Those of us who advocate for a comprehensive, whole-of-government U.S. strategy on crypto were cautiously optimistic, for a few reasons.
First, we hoped the White House’s focus would result in regulatory clarity; specifically, rules that would promote the growth of digital assets in the U.S. while providing important benefits like consumer protection, crime prevention, robust disclosures, and financial inclusion.
(Contrary to a lot of commentary, most crypto founders want regulatory clarity, so they can build without the specter of uncertain rules lurking in the shadows.)
Second, we hoped that the government would gain a better understanding of what crypto can power: proveable digital ownership, near-costless and instantaneous value transfer across the internet, and greater control over one’s finances and private information, all without the need to interact with (and pay) centralized intermediaries such as banks or big tech companies.
Unfortunately, the last year in crypto has not lived up to these hopes. To be sure, some of that is the result of self-inflicted wounds: the frauds, hacks, and failures of last year – including FTX, Terra, Celsius, BlockFi, and others – that have made it hard to separate the social good the technology provides from the hucksters that sully its name.
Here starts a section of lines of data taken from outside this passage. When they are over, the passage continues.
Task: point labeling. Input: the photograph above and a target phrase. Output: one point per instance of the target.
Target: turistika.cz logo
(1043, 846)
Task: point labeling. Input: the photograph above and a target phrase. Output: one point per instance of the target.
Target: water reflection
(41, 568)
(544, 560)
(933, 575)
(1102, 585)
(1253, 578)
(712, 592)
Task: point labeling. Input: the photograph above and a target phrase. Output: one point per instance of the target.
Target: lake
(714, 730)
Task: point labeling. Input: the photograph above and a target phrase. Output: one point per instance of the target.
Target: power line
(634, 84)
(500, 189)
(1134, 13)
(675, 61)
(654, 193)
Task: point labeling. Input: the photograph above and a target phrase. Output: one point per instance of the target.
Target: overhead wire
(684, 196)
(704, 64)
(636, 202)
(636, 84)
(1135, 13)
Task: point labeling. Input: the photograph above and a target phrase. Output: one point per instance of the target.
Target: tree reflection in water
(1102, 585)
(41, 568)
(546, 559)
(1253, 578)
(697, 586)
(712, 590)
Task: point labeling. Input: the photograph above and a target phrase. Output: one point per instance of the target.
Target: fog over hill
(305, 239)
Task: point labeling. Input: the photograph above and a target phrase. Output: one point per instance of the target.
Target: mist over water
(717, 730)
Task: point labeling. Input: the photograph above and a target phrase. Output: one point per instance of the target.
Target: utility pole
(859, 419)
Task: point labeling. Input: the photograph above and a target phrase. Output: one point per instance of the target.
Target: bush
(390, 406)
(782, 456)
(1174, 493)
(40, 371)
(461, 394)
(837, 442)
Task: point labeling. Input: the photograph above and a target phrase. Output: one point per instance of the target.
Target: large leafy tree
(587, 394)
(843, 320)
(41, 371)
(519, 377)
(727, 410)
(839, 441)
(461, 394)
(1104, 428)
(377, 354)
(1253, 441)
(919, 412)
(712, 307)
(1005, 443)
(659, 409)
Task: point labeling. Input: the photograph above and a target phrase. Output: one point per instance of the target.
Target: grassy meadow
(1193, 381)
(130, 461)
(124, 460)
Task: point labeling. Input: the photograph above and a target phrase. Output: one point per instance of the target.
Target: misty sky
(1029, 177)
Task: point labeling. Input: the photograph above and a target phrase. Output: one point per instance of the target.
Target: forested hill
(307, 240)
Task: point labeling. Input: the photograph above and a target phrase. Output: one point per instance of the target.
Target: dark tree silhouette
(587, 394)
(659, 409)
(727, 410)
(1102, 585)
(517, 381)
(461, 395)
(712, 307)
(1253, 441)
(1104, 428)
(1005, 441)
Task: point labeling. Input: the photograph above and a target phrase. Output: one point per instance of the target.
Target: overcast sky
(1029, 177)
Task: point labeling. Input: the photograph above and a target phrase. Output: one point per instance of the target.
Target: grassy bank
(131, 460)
D.C. policymakers have been stung, and its regulatory agencies want to make sure the next failure doesn’t happen on their watch.
But even in the face of these industry fiascos, the government’s approach has been one-sided. The agency that has taken the lead in regulating digital assets, the Securities and Exchange Commission, has yet to propose rules that would allow crypto projects to comply with the securities laws (as one of its commissioners proposed), and instead has brought actions against some of the most compliant projects in the space, including Coinbase — a company the SEC allowed to go public less than two years ago.
What does this mean for crypto founders, builders, and investors?
My perspective is that it’s in the strategic national interest of the U.S. to have these technologies created here, so we can have a say in how they are built and regulated.
If we are right about the potential of this technology, an anti-crypto position by the U.S. government would be akin to handing Europe or Asia the keys to building the Internet thirty years ago. To boot, the vacuum created by U.S. regulatory uncertainty is likely to be occupied by countries that may not share our commitment to privacy and free speech.
As an optimist, I’m compelled to keep working on behalf of founders and the industry to have digital assets thrive in the U.S. I believe that, in time, the U.S. will get it right.
But in the meantime, our country is losing the initiative. Our dominance in crypto developer talent is waning. Digital asset companies are being founded elsewhere. Projects are restricting American users from accessing them. And other jurisdictions – most notably the European Union, United Kingdom, and Singapore – are building frameworks that lean into the advantages of the technology and provide a clear regulatory roadmap, to attract these projects.
At True, one thing we’ve found is that the building itself hasn’t stopped. The number of high quality founders with potentially groundbreaking technology has not diminished. This is a reason for hope and excitement. We will keep supporting them through our crypto community conversations where founders discuss current regulatory issues with superstar guest speakers, our continued advocacy efforts in D.C., and by providing whatever wisdom we can as the regulatory environment becomes – in time – more clear.